As obviously intended, anyone hearing this would assume some kind of wide scope analysis performed by this consultant.

But the consultant did not “analyse the water”- he was given some numbers for the parameters of the wastewater salinity and iron levels.

In barely two pages of text, the consultant gave an opinion that, based on the numbers he was provided, the salinity and iron levels should not be a debilitating problem for the sewer plant equipment.

PERIOD.

Consultant’s letter

 

Forget About Transperency From the Government.

Citizens Do Not Even Get LEGALY REQUIRED Disclosure

My enquiry about the fracking wastes that are in my community began as a conversation with a seemingly helpful Nova Scotia Environment manager who had from the beginning handled the Triangle Petroleum file. This was in December 2011-  recently after all the events that pertain to the .wastes discharged into Windsor sewage treatment plant.

It was pointed out that from the Freedom of Information request about the Kennetcook area shale gas project had produced hundreds of pages about water withdrawals for supplying the fracking, but very little about the wastes. And the little about the wastes was solely concerned with the presence of the two storage ponds still in Kennetcook.

Obviously not all the fracking wastes that had been produced were still in these two Kennetcook storage ponds. What about the rest? Where did they go? The answer was that we would have to ask “the company”- with the clear implication that they have no information to offer.

Hence, a second Freedom of Information request with specific questions about the fate of the various fracking wastes. This produced a lot more information, including a great deal that the Environment area manager was very engaged with when I had been told that they had no information to give me.
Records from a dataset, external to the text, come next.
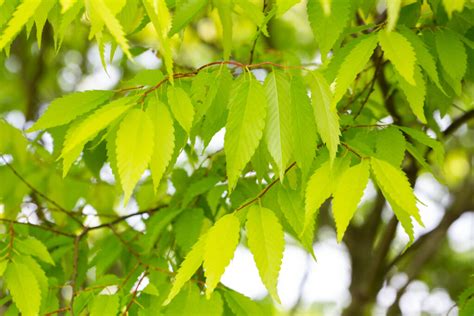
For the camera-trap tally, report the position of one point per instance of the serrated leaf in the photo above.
(94, 123)
(25, 10)
(181, 107)
(23, 287)
(325, 113)
(113, 25)
(278, 129)
(328, 27)
(159, 15)
(66, 5)
(353, 64)
(133, 156)
(347, 194)
(224, 8)
(163, 139)
(423, 56)
(64, 110)
(421, 137)
(399, 51)
(185, 12)
(240, 304)
(222, 240)
(390, 146)
(302, 123)
(451, 52)
(105, 305)
(187, 268)
(393, 11)
(453, 5)
(266, 242)
(31, 246)
(245, 124)
(394, 184)
(415, 94)
(318, 190)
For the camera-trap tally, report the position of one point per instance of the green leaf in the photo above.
(240, 304)
(285, 5)
(347, 194)
(302, 123)
(24, 288)
(112, 24)
(224, 8)
(393, 10)
(390, 146)
(181, 107)
(453, 5)
(415, 94)
(187, 268)
(105, 305)
(399, 51)
(423, 56)
(353, 64)
(278, 128)
(421, 137)
(94, 123)
(135, 140)
(222, 240)
(21, 16)
(318, 190)
(328, 27)
(33, 247)
(159, 16)
(245, 124)
(452, 54)
(395, 186)
(266, 242)
(66, 5)
(163, 139)
(325, 113)
(185, 12)
(64, 110)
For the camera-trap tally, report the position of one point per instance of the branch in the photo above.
(71, 215)
(264, 191)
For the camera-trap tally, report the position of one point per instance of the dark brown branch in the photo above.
(71, 215)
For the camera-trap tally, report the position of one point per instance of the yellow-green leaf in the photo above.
(181, 107)
(31, 246)
(135, 140)
(112, 24)
(24, 288)
(347, 194)
(318, 190)
(105, 305)
(222, 240)
(187, 268)
(278, 127)
(325, 113)
(393, 11)
(394, 184)
(94, 123)
(163, 139)
(399, 51)
(453, 5)
(21, 16)
(159, 16)
(353, 64)
(64, 110)
(245, 124)
(266, 242)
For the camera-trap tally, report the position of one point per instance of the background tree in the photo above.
(124, 196)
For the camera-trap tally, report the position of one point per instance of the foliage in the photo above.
(296, 135)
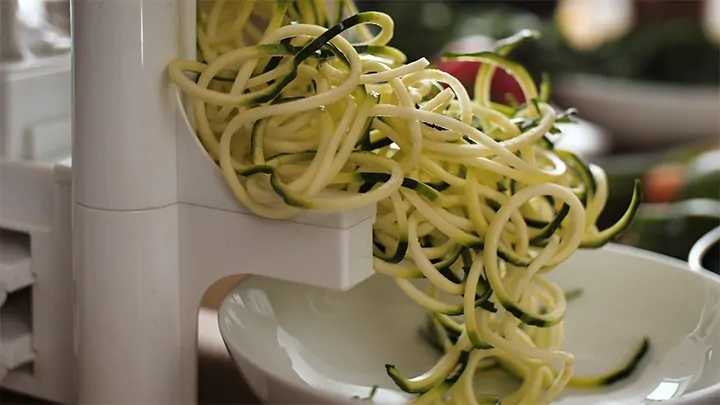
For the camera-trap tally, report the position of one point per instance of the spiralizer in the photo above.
(153, 222)
(35, 275)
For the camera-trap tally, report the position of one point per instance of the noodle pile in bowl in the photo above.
(471, 195)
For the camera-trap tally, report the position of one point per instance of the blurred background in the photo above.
(644, 75)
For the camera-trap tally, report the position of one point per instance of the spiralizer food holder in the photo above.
(153, 222)
(35, 273)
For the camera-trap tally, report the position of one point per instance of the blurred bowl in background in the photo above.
(643, 114)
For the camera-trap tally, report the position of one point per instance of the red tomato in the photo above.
(502, 82)
(663, 183)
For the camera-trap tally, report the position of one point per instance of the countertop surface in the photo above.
(219, 381)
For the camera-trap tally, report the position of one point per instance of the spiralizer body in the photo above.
(154, 224)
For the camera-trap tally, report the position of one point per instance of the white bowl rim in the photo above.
(685, 399)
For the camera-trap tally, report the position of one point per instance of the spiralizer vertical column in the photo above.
(125, 216)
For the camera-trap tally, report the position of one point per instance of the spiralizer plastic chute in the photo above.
(153, 222)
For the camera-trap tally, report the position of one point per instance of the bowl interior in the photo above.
(336, 344)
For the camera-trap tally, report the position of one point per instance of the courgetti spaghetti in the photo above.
(471, 195)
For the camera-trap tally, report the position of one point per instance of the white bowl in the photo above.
(303, 345)
(643, 114)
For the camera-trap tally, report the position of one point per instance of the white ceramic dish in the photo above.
(303, 345)
(643, 114)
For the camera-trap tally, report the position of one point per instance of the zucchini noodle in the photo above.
(474, 204)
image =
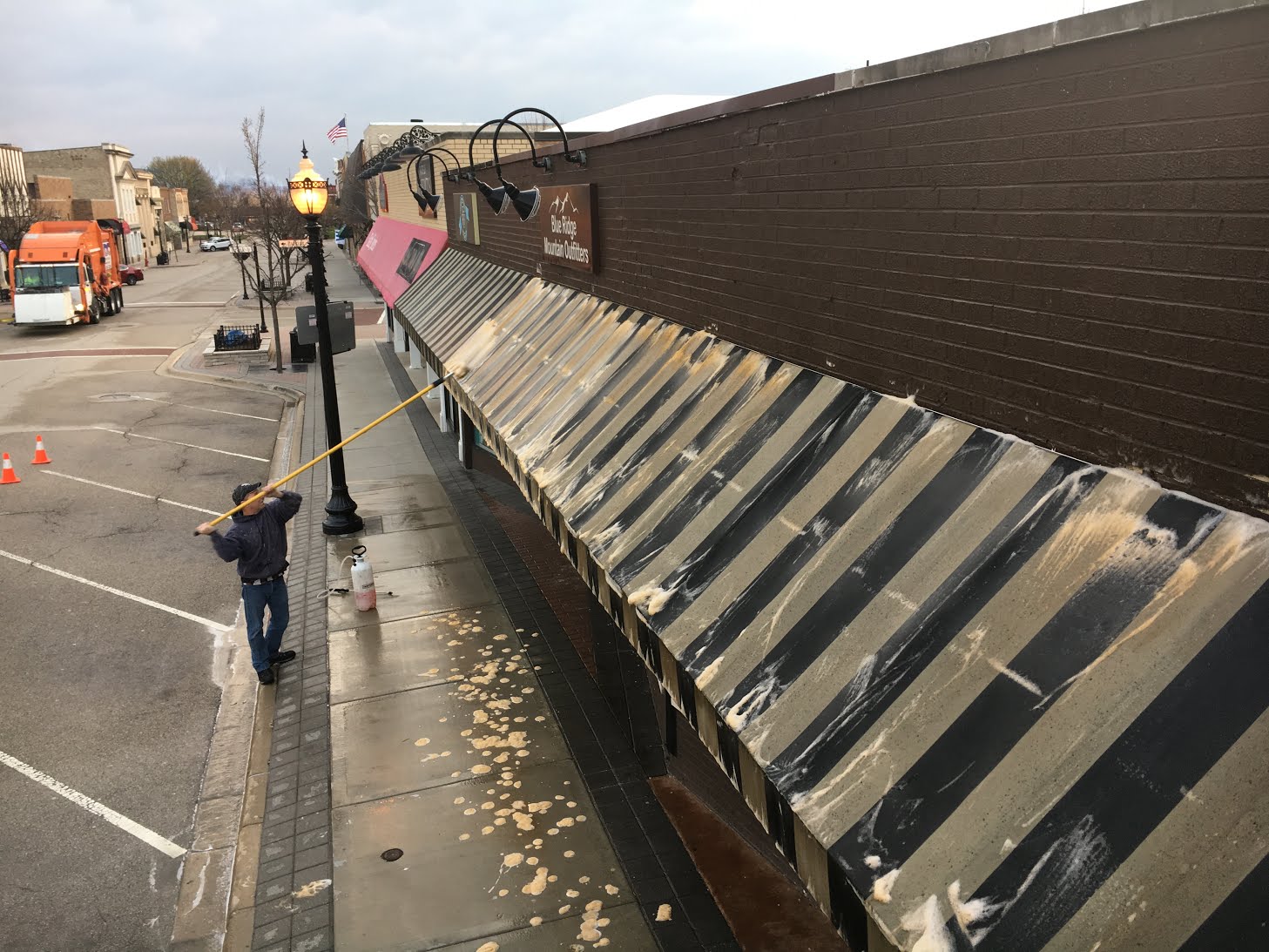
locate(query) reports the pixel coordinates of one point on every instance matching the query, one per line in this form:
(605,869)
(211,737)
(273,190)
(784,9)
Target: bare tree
(274,219)
(18,210)
(188,172)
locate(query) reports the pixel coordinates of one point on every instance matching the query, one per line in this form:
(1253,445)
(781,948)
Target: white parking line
(124,823)
(160,605)
(207,408)
(130,491)
(178,304)
(191,446)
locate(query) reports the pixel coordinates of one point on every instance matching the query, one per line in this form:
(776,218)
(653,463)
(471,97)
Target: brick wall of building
(1069,244)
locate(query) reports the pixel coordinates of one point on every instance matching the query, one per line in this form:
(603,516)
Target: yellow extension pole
(338,446)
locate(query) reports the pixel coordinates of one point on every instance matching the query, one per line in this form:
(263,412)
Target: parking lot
(116,617)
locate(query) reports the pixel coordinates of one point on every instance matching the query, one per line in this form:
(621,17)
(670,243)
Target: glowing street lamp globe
(307,188)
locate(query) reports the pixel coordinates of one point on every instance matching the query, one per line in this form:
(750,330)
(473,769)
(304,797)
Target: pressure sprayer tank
(363,580)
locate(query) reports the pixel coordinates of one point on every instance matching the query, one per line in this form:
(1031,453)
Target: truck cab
(52,294)
(65,273)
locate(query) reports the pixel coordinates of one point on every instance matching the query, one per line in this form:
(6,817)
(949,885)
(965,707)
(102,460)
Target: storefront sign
(568,230)
(466,221)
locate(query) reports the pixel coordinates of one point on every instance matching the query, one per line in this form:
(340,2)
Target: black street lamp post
(255,254)
(308,196)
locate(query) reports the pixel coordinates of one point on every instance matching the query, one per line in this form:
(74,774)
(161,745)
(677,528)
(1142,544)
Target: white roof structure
(638,111)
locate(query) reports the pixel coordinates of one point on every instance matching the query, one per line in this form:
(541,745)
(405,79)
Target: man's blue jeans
(254,599)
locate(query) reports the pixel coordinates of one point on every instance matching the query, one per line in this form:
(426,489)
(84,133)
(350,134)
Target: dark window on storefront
(413,258)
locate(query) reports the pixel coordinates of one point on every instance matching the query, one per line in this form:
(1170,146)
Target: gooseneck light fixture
(408,145)
(525,202)
(308,193)
(427,199)
(505,196)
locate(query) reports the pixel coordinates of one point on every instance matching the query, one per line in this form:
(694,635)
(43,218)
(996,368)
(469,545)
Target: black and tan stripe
(993,696)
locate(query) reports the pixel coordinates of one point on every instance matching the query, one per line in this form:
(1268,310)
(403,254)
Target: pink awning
(395,254)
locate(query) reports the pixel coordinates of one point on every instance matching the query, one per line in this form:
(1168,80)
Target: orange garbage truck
(65,272)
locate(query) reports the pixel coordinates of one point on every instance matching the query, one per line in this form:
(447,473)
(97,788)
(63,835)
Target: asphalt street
(108,646)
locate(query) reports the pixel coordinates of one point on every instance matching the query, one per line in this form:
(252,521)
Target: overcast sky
(164,78)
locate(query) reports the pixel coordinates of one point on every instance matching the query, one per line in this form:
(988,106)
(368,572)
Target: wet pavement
(460,722)
(442,741)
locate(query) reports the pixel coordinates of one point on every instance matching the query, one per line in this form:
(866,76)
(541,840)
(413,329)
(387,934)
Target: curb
(216,898)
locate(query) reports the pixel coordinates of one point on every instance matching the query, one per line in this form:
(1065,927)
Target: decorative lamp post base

But there was still obviously a lot missing on where wastes had gone, and communications that dealt with those. Follow-up queries to the department’s FOIPOP administrator were conveyed to the manager and other staff. This produced a series of clipped replies: “the companies are required to dispose at a qualified facility, but are not required to report disposal to us.”

Which is consistent at least with the answer to my first query: “you will have to ask the company.”

This obviously raises immediate questions like: “but the companies have to answer if you ask? Did you ask?”

But setting those questions aside, and bearing in mind that this is a FOIPOP process where the Department is required to divulge, let us look at the claim that they had no further information on where any Kennetcook are fracking wastes went. The official line in the documentation is that the Windsor discharges came from the Kennetcook storage ponds.

Environment had and has considerable documentation on the Windsor arrangement. So why was this not provided as part of the required FOIPOP disclosure? When the FOIPOP Office Review asked the Department for an accounting, they replied that it was a different Industrial Approval in a different file, and “saw no connection.”

 

We Need a Robust Hydraulic Fracturing Review with Expanded Scope and Participation,

Not the Token We Have Now So The Government Can Safely Make Whatever Decision They Want After the Election

The NDP government tells us it will all be taken care of by the Hydraulic Fracturing Review. Grand claims are made that the Review will look at whether fracking even can be safe, but the civil servants charged with the work only talk about examining “better regulations.” There are problems enough with that severe limitation of scope. But what hope can there be in “better regulations” from government departments so cavalier about and heedless of the regulations they now have?

First order of business for all Nova Scotians: make demands on your government.

Show us the money. What  reason is there for us to see the NDP’s invisible Hydraulic Fracturing Review as anything more than a tactic to be free to make their decision, after the election?